この年は東北地方に逸材がそろっていました。東北高校・ダルビッシュ有投手、一関高校・木村正太投手と並んで「みちのくBIG3」の一角と呼ばれたのが、この佐藤投手です。

 その魅力は150キロにも届きそうなストレート。

公立校のエースとして、3年次には春夏の甲子園にも出場するなど全国の舞台へ進む原動力となり、文句なしのドラフト1巡目として広島カープへと入団しました。

2年目の06年4月には1軍の先発に抜擢され、横浜戦でプロ初登板初先発を果たしますが、結果は3回途中9失点。その後は肩や腰に故障も相次ぎ、1軍のマウンドに再び舞い戻ることはかなわず、2010年限りで戦力外通告を受けました。

1軍では登板1試合、通算防御率は「34・71」。けがさえなければ…プロの厳しさがこの数字からうかがえます。

そんな佐藤投手の名が再び、野球ファンの胸に刻まれる機会が一昨年ありました。

ダルビッシュ有投手が自身のツイッターに2004年選抜大会の動画を添えて、こう投稿したのです。

「自分の同級生の秋田商・佐藤剛士のピッチング見てたら佐藤が凄いのはもちろんなんやけどキャッチャーのフレーミングがなかなか凄い。15年前だと思えないレベル」

捕手の捕球技術に言及するのがダルビッシュ投手らしいところですが、「佐藤が順調に育っていたら、今頃は…」とカープファン、甲子園マニアが思いを致すきっかけにもなりました。

2006年巨人高校生ドラフト1巡目・辻内崇伸投手(大阪桐蔭高校)

野球に「たら・れば」は厳禁なのは分かっていても、巨人ファンは気づいたらこんな会話をしてしまうことでしょう。

「辻内が3年夏の甲子園でのパフォーマンスを、プロでも発揮していたら…。あの剛速球、東京ドームで見たかったなあ」

聖地を沸かせた左の剛腕。

3年夏の甲子園大会、1回戦の春日部共栄戦では156キロをマーク。2回戦の藤代戦では当時の大会タイとなる19三振を奪い、4強入りに貢献。あまり語り継がれませんが、実は当時駒大苫小牧の2年生だった田中将大投手からホームランも放っています。
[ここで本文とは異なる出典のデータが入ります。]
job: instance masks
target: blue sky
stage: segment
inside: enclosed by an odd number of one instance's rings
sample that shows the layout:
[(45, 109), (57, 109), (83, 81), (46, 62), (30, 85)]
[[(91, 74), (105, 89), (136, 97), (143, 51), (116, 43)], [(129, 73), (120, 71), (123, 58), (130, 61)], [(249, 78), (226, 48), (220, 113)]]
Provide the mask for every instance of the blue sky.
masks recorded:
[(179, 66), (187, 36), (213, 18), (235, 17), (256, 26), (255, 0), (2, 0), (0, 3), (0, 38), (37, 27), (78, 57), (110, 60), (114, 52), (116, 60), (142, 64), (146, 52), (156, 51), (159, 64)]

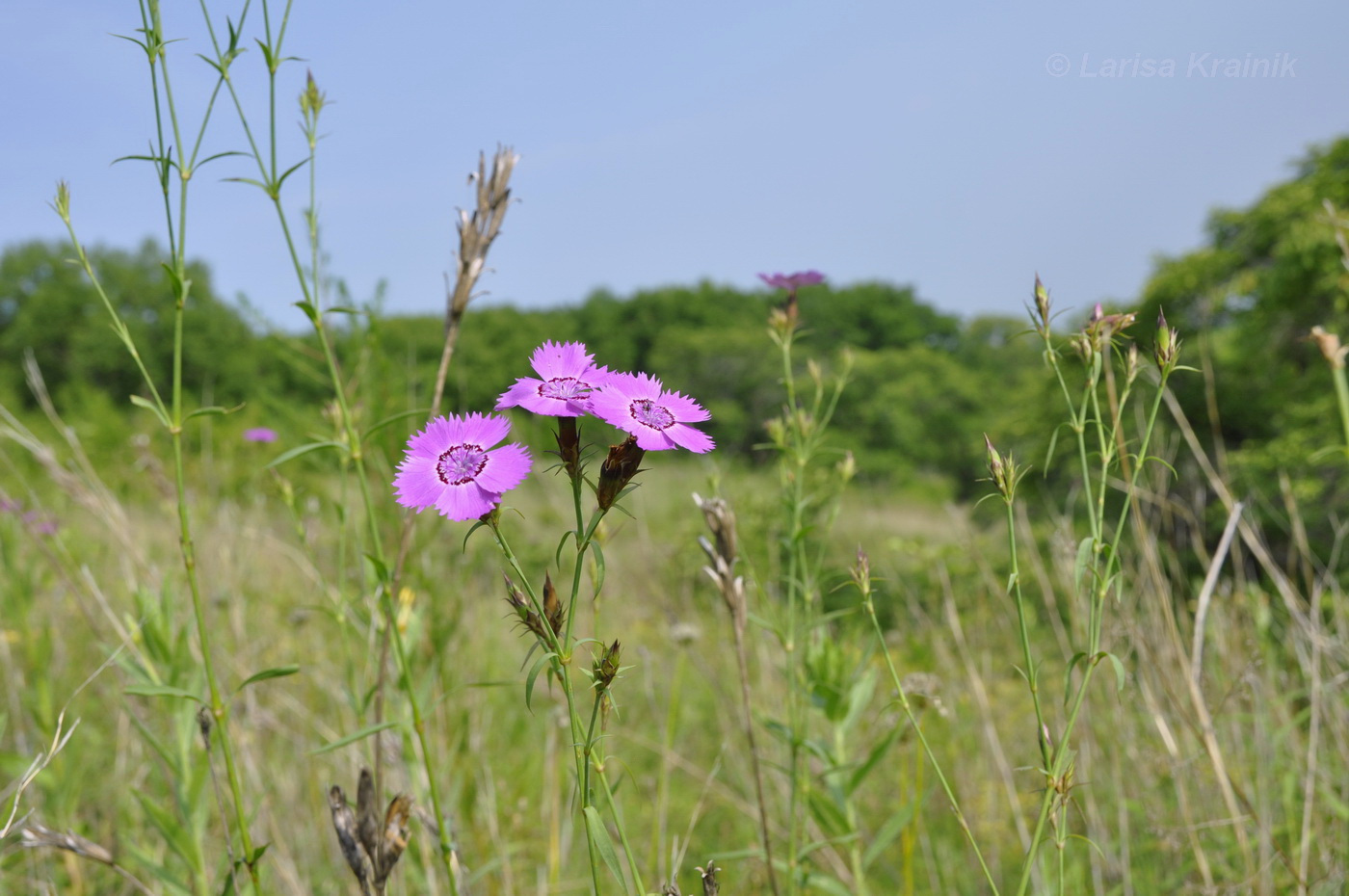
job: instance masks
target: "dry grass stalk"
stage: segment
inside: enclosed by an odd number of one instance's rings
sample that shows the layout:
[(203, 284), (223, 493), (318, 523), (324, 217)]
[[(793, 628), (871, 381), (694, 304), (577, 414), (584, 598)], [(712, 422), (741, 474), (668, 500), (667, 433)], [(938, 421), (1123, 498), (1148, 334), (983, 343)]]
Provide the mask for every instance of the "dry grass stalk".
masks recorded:
[(436, 391), (430, 408), (434, 414), (445, 393), (445, 376), (449, 374), (449, 359), (455, 355), (459, 341), (459, 323), (473, 298), (478, 278), (487, 269), (487, 251), (502, 229), (506, 209), (510, 208), (510, 175), (515, 170), (519, 155), (510, 147), (496, 147), (492, 154), (492, 170), (487, 171), (487, 157), (478, 154), (478, 170), (468, 175), (469, 184), (478, 185), (478, 206), (472, 213), (459, 212), (459, 254), (455, 271), (455, 285), (449, 287), (447, 277), (445, 294), (445, 347), (440, 355), (436, 371)]
[[(754, 712), (750, 703), (750, 669), (745, 652), (745, 626), (749, 619), (749, 606), (745, 598), (745, 576), (735, 575), (737, 536), (735, 511), (722, 498), (703, 498), (693, 493), (693, 503), (703, 511), (703, 520), (712, 532), (714, 541), (706, 536), (699, 536), (697, 542), (707, 555), (710, 565), (703, 567), (703, 572), (716, 584), (722, 592), (722, 600), (731, 614), (731, 627), (735, 632), (735, 661), (741, 673), (741, 704), (745, 711), (745, 739), (750, 748), (750, 764), (754, 766), (754, 795), (758, 799), (759, 811), (759, 838), (764, 843), (764, 866), (768, 869), (769, 887), (777, 896), (777, 872), (773, 869), (773, 839), (768, 829), (768, 802), (764, 799), (764, 772), (759, 768), (758, 745), (754, 742)], [(715, 892), (715, 868), (708, 864), (712, 873), (712, 887)], [(704, 888), (707, 885), (704, 876)]]
[(390, 800), (380, 820), (375, 800), (375, 779), (367, 768), (360, 769), (355, 810), (347, 803), (347, 795), (340, 787), (335, 784), (328, 791), (328, 808), (337, 845), (366, 896), (371, 892), (383, 895), (389, 876), (407, 849), (407, 822), (413, 808), (411, 797), (399, 793)]
[(117, 864), (112, 856), (112, 850), (107, 846), (94, 843), (92, 839), (80, 837), (78, 834), (71, 834), (70, 831), (55, 831), (39, 822), (30, 822), (19, 831), (19, 846), (24, 849), (58, 849), (61, 851), (78, 856), (80, 858), (88, 858), (98, 862), (100, 865), (107, 865), (121, 874), (121, 877), (139, 892), (146, 896), (155, 896), (152, 889), (146, 887), (135, 874)]

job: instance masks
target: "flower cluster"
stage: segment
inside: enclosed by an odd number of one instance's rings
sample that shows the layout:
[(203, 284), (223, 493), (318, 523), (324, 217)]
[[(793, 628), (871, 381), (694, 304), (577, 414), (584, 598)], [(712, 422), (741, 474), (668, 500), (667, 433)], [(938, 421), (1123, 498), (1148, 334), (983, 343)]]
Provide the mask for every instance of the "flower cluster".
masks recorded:
[[(576, 418), (585, 414), (629, 433), (625, 445), (618, 447), (627, 474), (618, 490), (637, 472), (646, 451), (687, 448), (701, 453), (714, 447), (707, 433), (689, 425), (710, 417), (701, 405), (665, 389), (649, 374), (616, 372), (595, 364), (595, 356), (581, 343), (546, 341), (534, 351), (530, 366), (538, 375), (517, 379), (502, 393), (496, 410), (523, 408), (560, 418), (558, 448), (573, 476), (579, 475)], [(433, 506), (451, 520), (475, 520), (490, 513), (503, 493), (529, 475), (526, 448), (515, 443), (492, 448), (509, 432), (510, 421), (499, 414), (433, 418), (407, 440), (394, 479), (398, 503), (418, 511)], [(615, 491), (612, 483), (606, 484), (610, 488), (604, 491)]]

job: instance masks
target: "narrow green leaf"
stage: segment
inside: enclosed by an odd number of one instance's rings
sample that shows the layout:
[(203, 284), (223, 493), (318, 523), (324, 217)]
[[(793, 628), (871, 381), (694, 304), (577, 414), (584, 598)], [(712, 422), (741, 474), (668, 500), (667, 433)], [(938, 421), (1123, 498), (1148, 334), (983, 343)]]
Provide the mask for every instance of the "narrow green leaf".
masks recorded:
[(397, 424), (399, 420), (406, 420), (407, 417), (425, 417), (429, 413), (430, 413), (430, 408), (414, 408), (411, 410), (405, 410), (405, 412), (402, 412), (399, 414), (394, 414), (393, 417), (384, 417), (378, 424), (374, 424), (370, 429), (367, 429), (366, 432), (363, 432), (360, 435), (360, 440), (366, 441), (367, 439), (370, 439), (371, 436), (374, 436), (376, 432), (379, 432), (384, 426), (389, 426), (390, 424)]
[(585, 807), (585, 831), (590, 834), (590, 839), (595, 843), (595, 849), (599, 850), (600, 858), (608, 865), (610, 873), (618, 885), (627, 889), (627, 881), (623, 878), (623, 870), (618, 865), (618, 853), (614, 851), (614, 841), (608, 838), (608, 829), (604, 827), (604, 822), (600, 819), (599, 812), (595, 811), (594, 806)]
[(177, 696), (182, 698), (183, 700), (204, 703), (204, 700), (192, 691), (183, 691), (182, 688), (173, 688), (169, 687), (167, 684), (132, 684), (123, 692), (135, 694), (136, 696)]
[(200, 870), (201, 856), (194, 847), (188, 826), (174, 818), (144, 791), (132, 789), (131, 793), (140, 803), (140, 808), (144, 810), (150, 823), (159, 831), (165, 845), (177, 853), (178, 858), (186, 862), (189, 868)]
[(243, 402), (239, 402), (233, 408), (221, 408), (220, 405), (212, 405), (210, 408), (198, 408), (185, 417), (185, 420), (192, 420), (193, 417), (219, 417), (224, 414), (232, 414), (236, 410), (243, 410)]
[(235, 694), (239, 694), (250, 684), (256, 684), (258, 681), (266, 681), (267, 679), (283, 679), (287, 675), (294, 675), (295, 672), (299, 672), (298, 665), (278, 665), (272, 669), (263, 669), (262, 672), (255, 672), (254, 675), (250, 675), (247, 679), (244, 679), (243, 684), (235, 688)]
[(530, 706), (530, 700), (534, 698), (534, 681), (538, 679), (538, 673), (544, 671), (544, 664), (552, 660), (556, 653), (545, 653), (544, 656), (534, 660), (534, 665), (529, 668), (529, 676), (525, 679), (525, 708), (530, 712), (534, 707)]
[(165, 429), (169, 428), (169, 417), (165, 416), (163, 409), (161, 409), (159, 405), (156, 405), (155, 402), (150, 401), (148, 398), (142, 398), (140, 395), (132, 395), (131, 403), (135, 405), (136, 408), (144, 408), (146, 410), (148, 410), (150, 413), (152, 413), (155, 417), (159, 418), (159, 422), (165, 425)]
[(352, 731), (347, 737), (340, 737), (336, 741), (332, 741), (329, 744), (324, 744), (317, 750), (310, 750), (309, 754), (310, 756), (322, 756), (324, 753), (332, 753), (333, 750), (340, 750), (341, 748), (347, 746), (348, 744), (355, 744), (356, 741), (363, 741), (367, 737), (370, 737), (371, 734), (378, 734), (379, 731), (384, 731), (387, 729), (397, 727), (397, 726), (398, 726), (398, 722), (380, 722), (379, 725), (367, 725), (366, 727), (360, 729), (359, 731)]
[(263, 470), (271, 470), (272, 467), (279, 467), (287, 460), (294, 460), (295, 457), (299, 457), (301, 455), (308, 455), (312, 451), (320, 451), (322, 448), (341, 448), (341, 447), (343, 445), (340, 441), (310, 441), (304, 445), (299, 445), (298, 448), (291, 448), (290, 451), (278, 455), (270, 464), (263, 467)]

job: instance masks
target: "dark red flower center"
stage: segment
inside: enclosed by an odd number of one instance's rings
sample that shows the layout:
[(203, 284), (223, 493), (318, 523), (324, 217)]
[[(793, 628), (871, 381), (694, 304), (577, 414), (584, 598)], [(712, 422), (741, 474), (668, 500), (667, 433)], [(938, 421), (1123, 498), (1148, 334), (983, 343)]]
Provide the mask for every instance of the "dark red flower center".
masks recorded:
[(463, 486), (478, 478), (487, 466), (482, 445), (452, 445), (436, 459), (436, 475), (447, 486)]
[(633, 414), (633, 420), (652, 429), (665, 429), (674, 424), (674, 414), (650, 398), (637, 398), (629, 406), (629, 412)]
[(538, 386), (540, 397), (554, 401), (573, 401), (587, 391), (590, 391), (590, 383), (575, 376), (554, 376)]

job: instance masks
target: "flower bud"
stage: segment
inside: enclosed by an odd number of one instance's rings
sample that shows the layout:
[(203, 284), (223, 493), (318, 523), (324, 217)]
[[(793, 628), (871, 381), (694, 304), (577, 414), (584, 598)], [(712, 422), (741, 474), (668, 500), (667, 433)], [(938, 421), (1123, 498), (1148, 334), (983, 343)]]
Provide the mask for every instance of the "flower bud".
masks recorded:
[(1040, 324), (1037, 329), (1041, 333), (1050, 332), (1050, 290), (1044, 287), (1040, 282), (1040, 275), (1035, 275), (1035, 314)]
[(637, 436), (629, 436), (621, 445), (610, 445), (608, 457), (599, 468), (599, 486), (595, 488), (600, 510), (612, 507), (633, 476), (641, 472), (643, 455), (646, 451), (637, 447)]
[(608, 691), (610, 685), (614, 684), (614, 679), (618, 677), (619, 665), (618, 659), (622, 654), (623, 648), (618, 641), (608, 645), (595, 660), (595, 668), (592, 669), (595, 675), (595, 690), (600, 694)]
[(1180, 359), (1180, 335), (1167, 325), (1167, 316), (1157, 309), (1157, 341), (1152, 348), (1152, 359), (1163, 374), (1175, 370)]

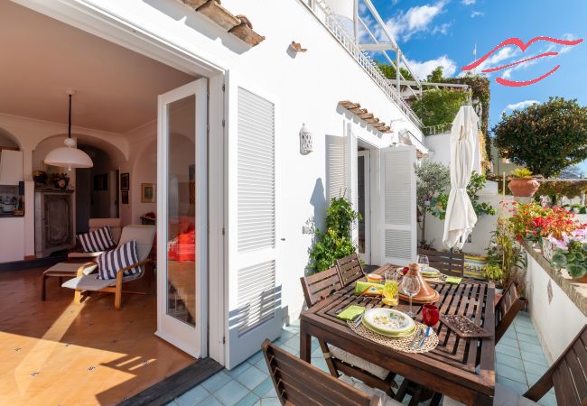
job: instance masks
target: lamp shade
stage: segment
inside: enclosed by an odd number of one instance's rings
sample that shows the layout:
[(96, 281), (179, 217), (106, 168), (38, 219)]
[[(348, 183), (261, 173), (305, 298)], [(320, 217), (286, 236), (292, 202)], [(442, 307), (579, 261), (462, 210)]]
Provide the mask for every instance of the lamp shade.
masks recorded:
[(91, 168), (94, 166), (89, 155), (78, 148), (70, 146), (55, 148), (51, 151), (45, 156), (45, 163), (67, 168)]

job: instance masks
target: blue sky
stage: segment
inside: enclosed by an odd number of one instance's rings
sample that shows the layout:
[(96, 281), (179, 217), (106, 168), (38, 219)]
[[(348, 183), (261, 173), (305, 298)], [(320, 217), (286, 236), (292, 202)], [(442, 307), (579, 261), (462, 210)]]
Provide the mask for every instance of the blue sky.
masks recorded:
[[(524, 42), (536, 36), (587, 40), (587, 0), (372, 0), (388, 30), (395, 35), (418, 76), (438, 65), (445, 76), (457, 76), (461, 68), (480, 58), (503, 40), (518, 37)], [(524, 53), (508, 46), (493, 54), (482, 68), (501, 66), (534, 55), (558, 51), (559, 55), (517, 65), (509, 71), (489, 74), (491, 102), (489, 128), (503, 111), (550, 96), (577, 98), (587, 105), (587, 41), (576, 46), (535, 42)], [(496, 83), (504, 77), (529, 80), (560, 69), (544, 80), (510, 88)], [(587, 161), (582, 170), (587, 172)]]

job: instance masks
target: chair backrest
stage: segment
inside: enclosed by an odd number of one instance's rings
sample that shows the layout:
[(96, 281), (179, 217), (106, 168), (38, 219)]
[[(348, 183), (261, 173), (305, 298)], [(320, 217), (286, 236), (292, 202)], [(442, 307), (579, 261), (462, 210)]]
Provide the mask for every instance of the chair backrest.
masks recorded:
[(538, 401), (554, 386), (556, 402), (564, 406), (587, 404), (587, 325), (548, 368), (544, 375), (524, 393)]
[(138, 260), (143, 261), (149, 256), (151, 248), (153, 248), (153, 240), (155, 236), (154, 226), (144, 226), (131, 224), (125, 226), (122, 229), (118, 245), (122, 245), (132, 240), (136, 240), (136, 250), (138, 251)]
[(271, 344), (261, 346), (269, 375), (281, 404), (313, 405), (380, 405), (381, 398), (369, 396), (323, 373), (315, 366)]
[(342, 286), (349, 286), (349, 284), (365, 276), (363, 265), (360, 263), (357, 253), (336, 260), (336, 266), (339, 268)]
[(118, 243), (120, 241), (122, 232), (122, 220), (120, 218), (90, 218), (88, 226), (89, 226), (89, 231), (109, 226), (114, 242)]
[(310, 276), (300, 278), (306, 305), (311, 308), (334, 291), (342, 288), (340, 276), (336, 266)]
[(465, 274), (465, 255), (462, 254), (418, 248), (418, 255), (426, 255), (429, 265), (441, 273), (460, 277)]
[(495, 343), (501, 339), (516, 315), (524, 307), (524, 301), (517, 294), (516, 283), (511, 282), (503, 291), (503, 295), (495, 305)]

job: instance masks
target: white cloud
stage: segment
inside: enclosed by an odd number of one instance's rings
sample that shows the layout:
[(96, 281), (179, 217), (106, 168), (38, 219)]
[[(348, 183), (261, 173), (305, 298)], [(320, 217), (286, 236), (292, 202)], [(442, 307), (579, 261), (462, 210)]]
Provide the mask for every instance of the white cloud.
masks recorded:
[[(394, 37), (402, 37), (404, 41), (407, 41), (414, 34), (421, 32), (429, 31), (429, 26), (433, 20), (444, 10), (446, 0), (439, 0), (436, 3), (417, 5), (411, 7), (405, 13), (400, 13), (395, 17), (387, 21), (386, 26)], [(443, 29), (441, 25), (436, 30), (436, 32), (446, 33), (450, 24)], [(443, 32), (444, 30), (444, 32)]]
[(410, 64), (410, 68), (412, 68), (414, 73), (421, 79), (425, 79), (426, 76), (430, 75), (430, 73), (439, 66), (443, 67), (443, 74), (445, 77), (452, 76), (457, 70), (456, 62), (446, 55), (443, 55), (435, 60), (424, 60), (423, 62), (408, 60), (408, 63)]
[(511, 105), (506, 106), (506, 108), (504, 108), (503, 112), (507, 112), (508, 110), (521, 110), (522, 108), (527, 107), (528, 106), (534, 105), (536, 103), (540, 103), (538, 100), (524, 100), (521, 102), (517, 103), (513, 103)]

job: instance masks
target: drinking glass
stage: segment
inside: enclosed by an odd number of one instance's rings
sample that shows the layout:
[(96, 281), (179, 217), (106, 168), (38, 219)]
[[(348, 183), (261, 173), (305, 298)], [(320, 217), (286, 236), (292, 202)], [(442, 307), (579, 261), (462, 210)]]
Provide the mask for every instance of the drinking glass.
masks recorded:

高校生ドラフトではドラフト1巡目でオリックスと2球団競合の末、巨人に入団。「暗黒期」とも称された当時の巨人にとって、その存在はまさに希望の光でした。

しかし、1年目から肩痛を発症。

現役生活は主にけがとの闘いを強いられ、1軍公式戦へと登板は果たせませんでした。それでも、抜群の人間性でどんな時も前向きに練習へと取り組んだ姿は、今でも関係者の間で語りぐさになっています。

2011年東京ヤクルト1位・川上竜平投手(光星学院高校)

みちのくを東日本大震災が襲った2011年。その夏の甲子園大会では、青森の光星学院の快進撃に人々は拍手を送りました。その中心にいたのが強打者・川上選手です。

高校時代は主に外野手としてプレーし、夏の甲子園では3本塁打をマーク。

東京ヤクルトは1位で東海大甲府の高橋周平内野手を指名しますが、中日、オリックスと3球団による競合の結果、抽選を外して川上選手を指名します。それでも「将来のクリーンアップは任せた」「池山2世になれる」と高校球界屈指の強打者に燕党の期待は膨らんだものでした。

しかし、1年目は左手甲を痛めて出遅れると、ファームでも豪快な打棒は鳴りを潜め、不完全燃焼の日々が続きました。2016年秋、戦力外通告。1軍の公式戦出場はなりませんでした。

3人に共通して言えるのは、けがの恐ろしさでしょう。

プロ野球選手は「無事之名馬」。相手と戦う前に、まずは肉体を万全の整えなければ、活躍の舞台は遠いということです。

 今季からプロの世界に身を投じたルーキーズも、まずは心身のコンディションをしっかり整えた上で、激しい生存競争へと臨んでほしいものです。